Levantó la cabeza y apretó la mandíbula, asintiendo una vez para animarme a continuar.

¿Qué estaba haciendo? ¿Por qué le estaba contando la historia de mi vida a mi jefe de mediana edad? Su energía enigmática casi me obliga a que las palabras salgan de la boca.

"Me encontraron en una caja fuera de las puertas del hospital, casi muerta. Consiguieron salvarme, pero nunca encontraron a ninguno de mis padres" Sin apartar la mirada del escritorio, me mordí el labio inferior "Me pusieron bajo tutela y compartí una guardería destartalada con otros niños hasta que me pusieron en un hogar de acogida permanente. "

Se quedó callado, sin emitir ningún sonido más que el tono superficial de su respiración.

"Supongo..." Me encogí de hombros y señalé los papeles que tenía en las manos" Soy una persona sádica que quiere crear zonas preciosas para que los bebés y los niños pequeños disfruten. "

"Eso es loable" dijo finalmente, en voz baja "Eres una chica con talento. "

"¿Chica?" Me reí, contenta de que me hubiera dado una excusa para aligerar el ambiente "Lo siento, supongo... Soy... "

Levanté la mirada y me quedé congelada.
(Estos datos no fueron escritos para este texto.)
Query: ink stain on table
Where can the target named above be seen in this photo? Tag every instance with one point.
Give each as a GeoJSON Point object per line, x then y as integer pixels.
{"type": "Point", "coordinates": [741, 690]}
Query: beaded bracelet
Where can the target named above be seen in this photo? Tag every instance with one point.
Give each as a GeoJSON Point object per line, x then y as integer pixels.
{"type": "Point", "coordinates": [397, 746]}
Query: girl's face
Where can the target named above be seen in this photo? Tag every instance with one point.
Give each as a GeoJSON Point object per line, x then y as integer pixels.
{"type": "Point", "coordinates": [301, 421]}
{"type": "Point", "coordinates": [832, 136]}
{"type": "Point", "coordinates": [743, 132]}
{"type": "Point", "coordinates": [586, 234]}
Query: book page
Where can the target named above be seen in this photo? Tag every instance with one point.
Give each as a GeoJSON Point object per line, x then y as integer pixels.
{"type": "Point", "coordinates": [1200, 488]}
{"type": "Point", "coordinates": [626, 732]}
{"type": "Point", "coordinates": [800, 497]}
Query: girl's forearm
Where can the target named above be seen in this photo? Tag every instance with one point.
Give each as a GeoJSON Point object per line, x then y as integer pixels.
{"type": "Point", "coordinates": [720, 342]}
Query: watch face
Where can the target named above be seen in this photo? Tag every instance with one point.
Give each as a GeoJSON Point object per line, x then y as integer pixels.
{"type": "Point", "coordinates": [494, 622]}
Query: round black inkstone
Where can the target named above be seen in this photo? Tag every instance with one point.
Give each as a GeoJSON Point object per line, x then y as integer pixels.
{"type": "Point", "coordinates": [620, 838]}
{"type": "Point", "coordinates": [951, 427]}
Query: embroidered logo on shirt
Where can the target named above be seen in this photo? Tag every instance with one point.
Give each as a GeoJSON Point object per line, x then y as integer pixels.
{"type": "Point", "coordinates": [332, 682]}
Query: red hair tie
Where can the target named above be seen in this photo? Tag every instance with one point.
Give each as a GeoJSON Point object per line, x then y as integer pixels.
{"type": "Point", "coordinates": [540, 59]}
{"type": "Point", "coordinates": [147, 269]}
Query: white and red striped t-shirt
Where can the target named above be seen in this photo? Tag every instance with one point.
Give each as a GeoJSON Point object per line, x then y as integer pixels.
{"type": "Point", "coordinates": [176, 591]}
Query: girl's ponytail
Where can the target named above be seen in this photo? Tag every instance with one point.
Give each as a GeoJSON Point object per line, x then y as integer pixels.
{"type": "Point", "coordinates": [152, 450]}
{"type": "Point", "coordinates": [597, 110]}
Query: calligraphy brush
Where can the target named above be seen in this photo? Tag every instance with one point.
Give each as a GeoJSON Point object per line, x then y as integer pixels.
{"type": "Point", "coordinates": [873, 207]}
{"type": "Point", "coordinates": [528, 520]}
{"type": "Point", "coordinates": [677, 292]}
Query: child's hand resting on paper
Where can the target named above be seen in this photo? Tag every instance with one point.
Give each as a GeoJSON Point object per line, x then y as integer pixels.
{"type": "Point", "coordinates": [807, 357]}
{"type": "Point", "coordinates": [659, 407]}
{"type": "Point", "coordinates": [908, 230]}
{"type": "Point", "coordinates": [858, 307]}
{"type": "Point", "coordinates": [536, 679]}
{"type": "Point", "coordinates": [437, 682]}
Me miró fijamente, con la mandíbula apretada y los ojos intensamente indagadores. El sonido de mi hilaridad se desvaneció mientras nos mirábamos, de alguna manera atrapados en un extraño concurso de miradas. ¿Qué demonios estaba pasando?

"Lo siento", dijo, devolviéndome mis diseños. "Eres una mujer hermosa".